Quelque dix semaines avant le lancement de leur future coopération en mer (Gemini) à partir de février 2025, Hapag-Lloyd et Maersk continuent de faire et défaire les rois parmi les ports qu'ils desserviront tout en aménageant leur flotte. Celle d'Hapag-Lloyd, par exemple, compte actuellement près de 300 navires (299) soit plus d’une trentaine de plus qu’il y a un an, avec une capacité (en EVP) de plus de 15 % supérieure (2,3 MEVP versus 1,9 MEVP). L'expansion résulte certes du réacheminement des navires autour du cap de Bonne-Espérance, qui consomme plus d’unités avec l’allongement des distances. Mais les changements dans son bataillon relèvent aussi des « préparatifs » à l’organisation de son futur réseau. Ses 35 navires en commande pour près de 500 000 EVP ne seront pas accessoires.
Switch last-minute
La nouvelle alliance entre Maersk et Hapag-Lloyd repose sur un concept de hub & spoke autour d'un nombre limité d'escales dans des ports pivots, les autres étant desservis par des « shuttle ». Le choix portuaire est crucial alors que les deux transporteurs vendent une fiabilité des horaires de 90 % et un service premium. Les 59 lignes structurées autour de 29 grandes lignes et 30 services de navettes font le jeu, en Europe du Nord, des ports britanniques et allemands et en Méditerranée de Barcelone, Tanger Med voire Algésiras.
Alors que le terminal d’Hutchison Ports à Felixstowe, stratégique pour les importations conteneurisées du Royaume-Uni (40 %) qui traite en moyenne 80 000 à 100 000 EVP par semaine et où s’opèrent 75 mouvements de trains intermodaux par jour, figurait jusqu’à présent sur trois des quatre boucles Asie-Europe, ce sera finalement London Gateway. Le terminal, exploité par DP World (capacité de 2 MEPV par an), qui y a adjoint un très grand parc logistique, se veut une alternative au « triangle d'or » des Midlands.
Montée en puissance de London Gateway
Actuellement, dans le cadre de son alliance avec 2M, Maersk opère trois services par semaine sur cette ligne avec escale dans un port britannique (AE7/Condor), selon les données d'Alphaliner. Hapag-Lloyd, en tant que membre de THE Alliance, escale à Southampton pour son trafic avec l’Asie. Dans la nouvelle configuration, London Gateway deviendra le premier port desservi en Europe du Nord pour les boucles AE3/NE3 et AE5/NE4. Vers l'Est, London Gateway sera le dernier port de chargement en Europe du Nord pour le service AE1/NE2.

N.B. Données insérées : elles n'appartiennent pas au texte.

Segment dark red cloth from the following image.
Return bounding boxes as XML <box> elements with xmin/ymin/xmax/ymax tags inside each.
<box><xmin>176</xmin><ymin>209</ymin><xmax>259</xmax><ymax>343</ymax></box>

Cependant, Southampton reste le port d’élection pour trois des quatre futures boucles Europe du Nord-côte est-américaine du réseau transatlantique tandis que London Gateway recevra également deux services entre l'Europe du Nord, le Moyen-Orient et l'Inde.
Un investissement d'1 Md£
« Il n'y a pas de changement pour les services exploités en propre par Maersk au départ et à destination de Felixstowe, en dehors du champ d'application de la coopération Gemini », a pris le soin de préciser la direction de Maersk.

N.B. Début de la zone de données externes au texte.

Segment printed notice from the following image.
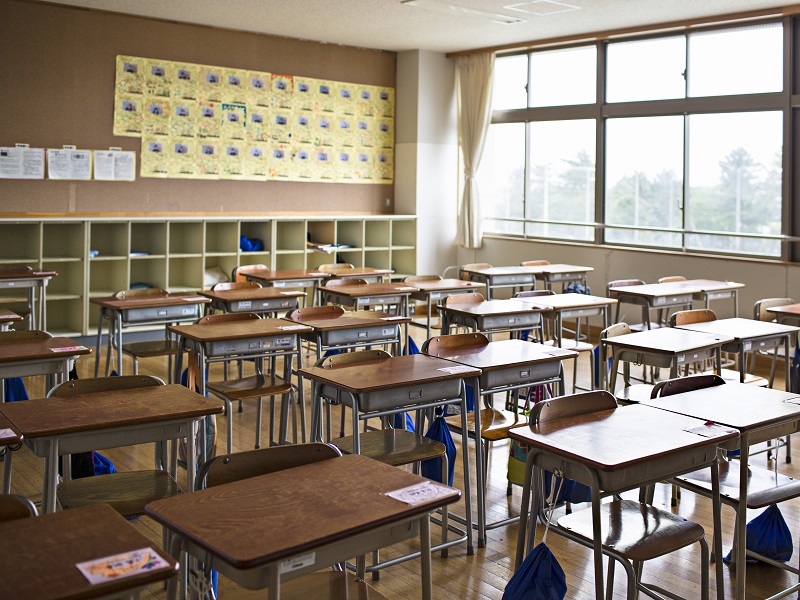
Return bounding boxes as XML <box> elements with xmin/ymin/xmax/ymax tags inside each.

L’armateur n’a pas confirmé mais le port de la côte sud du pays devrait ainsi perdre deux escales hebdomadaires de navires-mères.
Cette nouvelle intervient deux semaines après l'annonce d'un investissement d'1 Md£ (1,2 Md€) porté par DP World afin d'agrandir le London Gateway, mis en service en 2013. Avec ses nouveaux postes d'amarrage, portant leur nombre à six le long d'un linéaire de quai de 2,5 km, six navires de plus de 400 m de long pourront accoster simultanément. Le site sera doté de portiques « dont la hauteur pourra rivaliser avec celle de Big Ben », indiquait le groupe émirati. Un crime de lèse-majesté.